Additive Sequences, Sums, Golden Ratios and Determinantal Identities

TL;DR

This paper explores generalized additive sequences, their sums, ratios, and identities, extending Fibonacci concepts to p-sequences and introducing new mathematical properties and identities related to these sequences.

Contribution

It introduces p-sequences as generalizations of Fibonacci, derives formulas for their sums, explores p-golden ratios, and establishes new determinantal identities.

Findings

Closed-form expressions for sums of p-sequences.

Introduction of p-golden ratios and their properties.

Family of determinantal identities generalizing Cassini's identity.

Abstract

The Fibonacci sequence is a series of positive integers in which, starting from $0$ and $1$, every number is the sum of two previous numbers, and the limiting ratio of any two consecutive numbers of this sequence is called the golden ratio.

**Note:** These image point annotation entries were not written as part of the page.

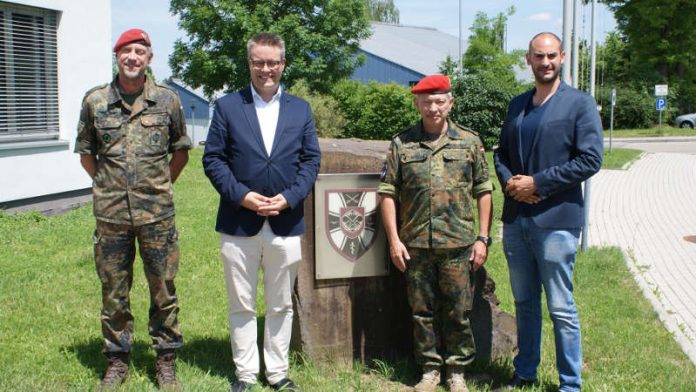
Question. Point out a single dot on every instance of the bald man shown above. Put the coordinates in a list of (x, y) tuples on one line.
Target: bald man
[(550, 142)]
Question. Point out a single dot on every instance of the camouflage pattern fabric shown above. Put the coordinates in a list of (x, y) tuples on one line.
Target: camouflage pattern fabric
[(435, 184), (114, 251), (132, 182), (440, 292)]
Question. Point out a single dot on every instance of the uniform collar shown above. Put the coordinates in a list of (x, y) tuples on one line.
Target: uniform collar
[(115, 94), (452, 131)]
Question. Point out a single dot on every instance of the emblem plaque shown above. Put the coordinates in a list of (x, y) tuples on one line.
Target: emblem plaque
[(349, 238)]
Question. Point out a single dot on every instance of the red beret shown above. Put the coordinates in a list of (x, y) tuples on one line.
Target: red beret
[(130, 36), (432, 84)]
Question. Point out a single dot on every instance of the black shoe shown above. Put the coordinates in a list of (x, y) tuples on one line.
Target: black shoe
[(286, 384), (241, 386), (514, 383)]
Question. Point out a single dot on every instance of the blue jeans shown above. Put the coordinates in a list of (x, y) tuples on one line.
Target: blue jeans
[(544, 257)]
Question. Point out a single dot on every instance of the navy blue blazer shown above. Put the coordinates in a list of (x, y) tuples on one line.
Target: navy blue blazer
[(236, 162), (566, 150)]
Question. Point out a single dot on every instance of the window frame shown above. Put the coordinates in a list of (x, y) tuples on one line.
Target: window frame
[(29, 101)]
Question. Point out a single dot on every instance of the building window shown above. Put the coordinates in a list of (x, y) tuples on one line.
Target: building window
[(28, 74)]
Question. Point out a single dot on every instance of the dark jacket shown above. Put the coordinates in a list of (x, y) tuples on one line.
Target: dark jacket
[(566, 150), (236, 162)]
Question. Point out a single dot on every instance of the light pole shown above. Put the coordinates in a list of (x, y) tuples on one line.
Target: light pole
[(460, 37), (193, 123)]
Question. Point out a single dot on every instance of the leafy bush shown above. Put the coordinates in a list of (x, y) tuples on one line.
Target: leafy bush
[(481, 102), (374, 111), (328, 120)]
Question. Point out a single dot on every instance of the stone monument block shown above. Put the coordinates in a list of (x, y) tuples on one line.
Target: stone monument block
[(369, 317)]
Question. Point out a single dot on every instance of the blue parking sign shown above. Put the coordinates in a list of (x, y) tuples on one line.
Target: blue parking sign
[(660, 103)]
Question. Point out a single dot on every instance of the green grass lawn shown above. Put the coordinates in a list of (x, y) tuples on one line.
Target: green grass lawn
[(666, 130), (619, 158), (50, 336)]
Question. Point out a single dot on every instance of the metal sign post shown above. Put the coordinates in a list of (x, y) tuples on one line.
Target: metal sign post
[(611, 118), (660, 106), (661, 91)]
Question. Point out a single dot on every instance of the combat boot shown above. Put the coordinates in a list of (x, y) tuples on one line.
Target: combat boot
[(455, 379), (430, 380), (116, 371), (166, 371)]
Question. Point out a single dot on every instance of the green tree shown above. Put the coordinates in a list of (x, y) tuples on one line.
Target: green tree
[(660, 45), (448, 67), (486, 52), (376, 111), (480, 103), (321, 37), (382, 11)]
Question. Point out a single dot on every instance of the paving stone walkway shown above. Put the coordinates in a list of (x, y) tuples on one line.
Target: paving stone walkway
[(647, 211)]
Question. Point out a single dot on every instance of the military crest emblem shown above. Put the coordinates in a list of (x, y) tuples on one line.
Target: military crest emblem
[(351, 221)]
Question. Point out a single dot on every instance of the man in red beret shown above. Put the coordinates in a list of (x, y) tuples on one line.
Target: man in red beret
[(127, 131), (434, 171)]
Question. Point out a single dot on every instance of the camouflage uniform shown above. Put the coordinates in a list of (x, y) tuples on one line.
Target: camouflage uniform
[(133, 199), (434, 184)]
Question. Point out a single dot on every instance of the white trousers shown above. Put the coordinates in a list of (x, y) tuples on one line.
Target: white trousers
[(279, 257)]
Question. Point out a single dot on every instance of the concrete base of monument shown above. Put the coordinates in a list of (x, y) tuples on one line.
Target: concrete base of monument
[(369, 317)]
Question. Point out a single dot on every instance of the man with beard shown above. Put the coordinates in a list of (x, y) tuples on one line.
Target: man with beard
[(435, 172), (126, 132), (550, 142)]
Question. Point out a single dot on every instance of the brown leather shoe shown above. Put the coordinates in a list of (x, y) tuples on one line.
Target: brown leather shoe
[(166, 371), (455, 379), (116, 371), (430, 380)]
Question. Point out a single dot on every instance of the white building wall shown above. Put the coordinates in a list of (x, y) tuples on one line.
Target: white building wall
[(84, 61)]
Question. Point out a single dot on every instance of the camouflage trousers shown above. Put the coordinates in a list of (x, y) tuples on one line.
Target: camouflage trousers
[(441, 291), (114, 252)]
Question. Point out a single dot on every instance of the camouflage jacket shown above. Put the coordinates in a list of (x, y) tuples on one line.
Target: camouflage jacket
[(435, 184), (132, 183)]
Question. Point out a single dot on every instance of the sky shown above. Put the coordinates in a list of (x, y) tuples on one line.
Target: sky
[(530, 17)]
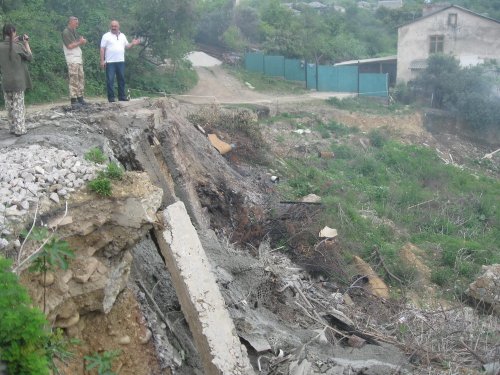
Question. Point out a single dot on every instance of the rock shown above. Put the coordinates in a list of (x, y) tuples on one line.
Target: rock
[(84, 268), (144, 339), (356, 341), (375, 284), (3, 243), (124, 340), (65, 323), (486, 288), (54, 197)]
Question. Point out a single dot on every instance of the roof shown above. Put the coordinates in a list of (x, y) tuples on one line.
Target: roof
[(367, 61), (446, 8), (418, 64)]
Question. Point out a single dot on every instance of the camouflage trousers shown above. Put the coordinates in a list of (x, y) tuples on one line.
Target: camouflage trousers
[(76, 80), (14, 104)]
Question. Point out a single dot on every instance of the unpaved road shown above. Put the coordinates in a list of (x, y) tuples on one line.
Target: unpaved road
[(217, 86)]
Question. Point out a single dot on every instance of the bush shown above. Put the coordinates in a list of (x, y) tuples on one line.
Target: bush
[(101, 186), (114, 171), (23, 338)]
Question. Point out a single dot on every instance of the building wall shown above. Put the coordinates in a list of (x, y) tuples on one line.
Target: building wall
[(473, 40)]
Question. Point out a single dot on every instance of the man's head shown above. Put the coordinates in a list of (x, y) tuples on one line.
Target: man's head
[(115, 27), (73, 22)]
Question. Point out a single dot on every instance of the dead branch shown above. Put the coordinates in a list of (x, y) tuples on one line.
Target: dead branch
[(18, 268)]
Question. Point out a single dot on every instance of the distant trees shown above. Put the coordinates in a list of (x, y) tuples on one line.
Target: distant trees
[(467, 92)]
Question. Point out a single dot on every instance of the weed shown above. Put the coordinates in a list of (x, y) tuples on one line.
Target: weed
[(23, 337), (95, 155), (101, 186), (377, 138), (102, 363)]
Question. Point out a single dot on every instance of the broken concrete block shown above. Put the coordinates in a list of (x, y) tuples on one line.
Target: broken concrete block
[(201, 301)]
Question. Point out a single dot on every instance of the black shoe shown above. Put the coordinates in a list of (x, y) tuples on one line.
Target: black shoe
[(81, 101)]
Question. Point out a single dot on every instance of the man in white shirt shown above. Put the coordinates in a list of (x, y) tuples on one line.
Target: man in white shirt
[(113, 45), (73, 54)]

The Fibonacci numbers and the golden ratio are two significant concepts that keep appearing everywhere. In this article, we investigate the following issues: (i) We recall the Fibonacci sequence, the golden ratio, their properties and applications, and some early generalizations of the golden ratio. The Fibonacci sequence is a $2$-sequence because it is generated by the sum of two previous terms, $f_{n+2} = f_{n+1} + f_{n}$. As a natural extension of this, we introduce several typical $p$-sequences where every term is the sum of $p$ previous terms given $p$ initial values called "seeds". In particular, we introduce the notion of $1$-sequence. We then discuss generating functions and limiting ratio values of $p$-sequences. Furthermore, inspired by Fibonacci's rabbit pair problem, we consider a general problem whose particular cases lead to nontrivial additive sequences. (ii) We obtain closed expressions for odd and even sums, sum of the first $n$ numbers, and the sum of squares of the first $n$ numbers of the "exponent" $p$-sequence whose seeds are $(0,1,\cdots,p-1)$. (iii) We investigate the $p$-golden ratio of $p$-sequences, express a positive integer power of the $p$-golden ratio as a polynomial of degree $p-1$, and obtain values of golden angles for different $p$-golden ratios. We also consider further generalizations of the golden ratio. (iv) We establish a family of determinantal identities of which the Cassini's identity is a particular case.